The Process Behind Gambier
1. Plantation
Gambier seedlings can be done through seeds. So, we just have to choose the parent plant that is 10-13 years old and the clump height reaches 300 cm. In addition, the characteristics of plants that are suitable for seedlings are plants that have branches 300-500 cm long. And the characteristics of the pods are brownish black. After getting the gambier fruit according to the criteria above, the next step is to dry the fruit until the pods break. That way the seeds will come out by themselves. Cleaning the separate seeds from the fruit and then store them in a vacuum. Then prepare the land that has been mixed with manure as a nursery. Leave the seeds until 2-3 sprouts grow, then move the seeds to the actual planting area. Gambier seedlings can be planted at a distance of about 1.5 x 2 m or 2 x 2 m. By applying spacing that is in accordance with the recommendations of how to grow gambier will help minimize the failure rate and farming.
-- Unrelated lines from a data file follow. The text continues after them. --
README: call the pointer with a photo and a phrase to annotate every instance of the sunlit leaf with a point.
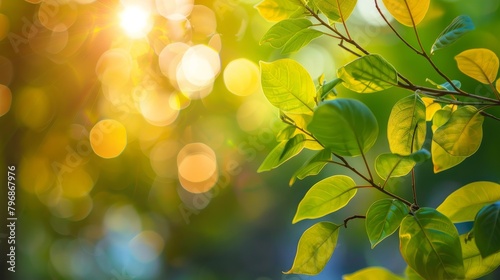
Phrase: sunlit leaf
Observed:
(325, 197)
(475, 265)
(430, 244)
(431, 107)
(283, 152)
(371, 273)
(408, 12)
(315, 248)
(479, 64)
(276, 10)
(395, 165)
(282, 31)
(407, 127)
(346, 126)
(312, 166)
(412, 275)
(462, 134)
(441, 159)
(288, 86)
(383, 219)
(370, 73)
(487, 229)
(457, 28)
(463, 204)
(336, 10)
(328, 87)
(300, 40)
(286, 133)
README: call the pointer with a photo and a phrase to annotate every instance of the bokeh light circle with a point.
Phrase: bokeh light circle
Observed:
(197, 167)
(5, 100)
(241, 77)
(108, 138)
Because the ideal spacing will certainly be good for plant growth.
2. Harvest
The leaves of the gambier plant are harvested after 2 years of age, harvesting using a special knife which is done by the kampo craftsmen and then brought to the press house using a kambuik (made of rattan) for further processing.
3. Boiling Process
The freshly picked leaves with their stalks are transferred into kambuik (made of rattan) covered with knits (coarse mesh) and compacted by trampling and then put into big stew pot (kancah), where the kancah is firstly filled with water and boiled. After boiling, tied it with a rope and remove it from the kancah then put it into the press machine.
4. Compression Process
The leaves that are already in the press are directly pressed with a jack to remove the sap and are accommodated in a tub under the press. Furthermore, these leaves can still be boiled and pressed again until it fully dried.
5. Precipitation
After pressing the juice, the juice is immediately transferred to a long nail (piaku) or wooden container and the next day the gambier sap is taken and ready to be drained / filtered.
6. Draining
Draining is done by transferring the sap that has been deposited into tapie cloth / gunny sack / calico cloth which is tied tightly so that the water comes out into wooden blocks for the next day to be printed.
7. Molding and Drying
Molding is done with a special tool in the form of a small tube made of bamboo and arranged on top of a selayan (placemat made from bamboo) and can be dried directly in under the sunlight. When dried, Gambier will appear blackish red and light and ready to be sold.